One of the most persistent problems in construction supply distribution is that different companies name the same product differently. A client sends a PDF with their product list, and our team has to manually cross-reference every item against our internal catalog.

The Problem

A typical client request: a PDF with 50–200 line items, each described in the client's own naming convention. Our catalog might call the same product something completely different.
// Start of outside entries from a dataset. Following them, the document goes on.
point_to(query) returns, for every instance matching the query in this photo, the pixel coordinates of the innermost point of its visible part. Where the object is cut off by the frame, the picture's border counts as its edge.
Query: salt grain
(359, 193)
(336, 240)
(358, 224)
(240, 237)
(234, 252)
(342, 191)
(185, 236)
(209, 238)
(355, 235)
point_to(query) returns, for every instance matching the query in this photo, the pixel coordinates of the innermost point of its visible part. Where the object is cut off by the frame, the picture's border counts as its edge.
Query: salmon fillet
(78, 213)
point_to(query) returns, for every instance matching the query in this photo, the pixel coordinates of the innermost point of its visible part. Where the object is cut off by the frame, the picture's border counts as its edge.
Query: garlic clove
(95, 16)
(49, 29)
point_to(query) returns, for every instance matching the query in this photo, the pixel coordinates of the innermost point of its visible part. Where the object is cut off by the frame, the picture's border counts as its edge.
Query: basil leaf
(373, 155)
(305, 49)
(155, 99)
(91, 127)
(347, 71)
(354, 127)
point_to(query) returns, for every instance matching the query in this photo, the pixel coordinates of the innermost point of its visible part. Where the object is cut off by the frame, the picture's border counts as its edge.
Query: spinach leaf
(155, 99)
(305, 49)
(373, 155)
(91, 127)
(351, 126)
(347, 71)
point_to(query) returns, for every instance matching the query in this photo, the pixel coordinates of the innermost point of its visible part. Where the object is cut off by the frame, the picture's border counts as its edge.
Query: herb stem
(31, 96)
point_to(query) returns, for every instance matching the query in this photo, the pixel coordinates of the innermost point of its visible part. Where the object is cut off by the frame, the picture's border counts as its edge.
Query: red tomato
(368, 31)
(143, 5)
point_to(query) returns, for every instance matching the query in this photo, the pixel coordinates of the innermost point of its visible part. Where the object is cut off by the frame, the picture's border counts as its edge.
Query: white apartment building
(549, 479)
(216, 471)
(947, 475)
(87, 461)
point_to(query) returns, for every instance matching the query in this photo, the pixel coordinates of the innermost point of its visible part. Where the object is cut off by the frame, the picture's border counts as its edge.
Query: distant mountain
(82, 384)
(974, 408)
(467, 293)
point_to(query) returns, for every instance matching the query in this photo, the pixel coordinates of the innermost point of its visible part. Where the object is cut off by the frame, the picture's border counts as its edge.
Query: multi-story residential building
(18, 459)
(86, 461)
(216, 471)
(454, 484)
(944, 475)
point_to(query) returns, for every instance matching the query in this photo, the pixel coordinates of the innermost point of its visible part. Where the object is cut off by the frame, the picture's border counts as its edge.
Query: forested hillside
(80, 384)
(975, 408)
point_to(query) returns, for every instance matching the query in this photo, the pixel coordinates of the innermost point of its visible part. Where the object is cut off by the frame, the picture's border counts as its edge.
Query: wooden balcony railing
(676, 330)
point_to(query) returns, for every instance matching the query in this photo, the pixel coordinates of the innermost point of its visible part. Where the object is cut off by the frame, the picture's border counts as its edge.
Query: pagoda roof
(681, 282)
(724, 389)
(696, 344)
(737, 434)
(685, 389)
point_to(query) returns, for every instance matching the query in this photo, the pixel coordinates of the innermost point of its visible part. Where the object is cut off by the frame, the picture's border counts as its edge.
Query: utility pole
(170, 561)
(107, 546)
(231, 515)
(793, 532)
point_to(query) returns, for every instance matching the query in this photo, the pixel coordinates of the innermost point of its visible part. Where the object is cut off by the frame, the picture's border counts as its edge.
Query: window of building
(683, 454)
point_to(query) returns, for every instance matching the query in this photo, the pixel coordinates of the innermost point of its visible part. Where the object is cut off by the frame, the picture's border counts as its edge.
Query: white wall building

Manual matching was slow (hours per request), error-prone (wrong matches, missed items), and dependent on experienced employees who knew both naming systems.

The Solution

1. Document Parsing

The PDF is parsed to extract structured product data. This handles various formats: tables, free-form lists, and mixed layouts.

2. AI Matching

Each extracted product description is compared against our internal database using an LLM model. The AI understands that "Cable THHN 12 AWG" and "Alambre #12 THHN" are the same product, even though the names share almost no words.

3. Confidence Scoring

Each match gets a confidence score:

  • High confidence (>90%): Auto-matched, ready for review
  • Medium confidence (60–90%): Suggested match, requires human confirmation
  • Low confidence (<60%): Flagged for manual matching

Technical Stack

  • Python with FastAPI for the backend
  • LLM integration for semantic product matching
  • PostgreSQL for product database
  • PDF parsing libraries for document extraction

Results

What previously took hours of manual work now takes minutes. The system handles the straightforward matches automatically, and our team only needs to review the edge cases.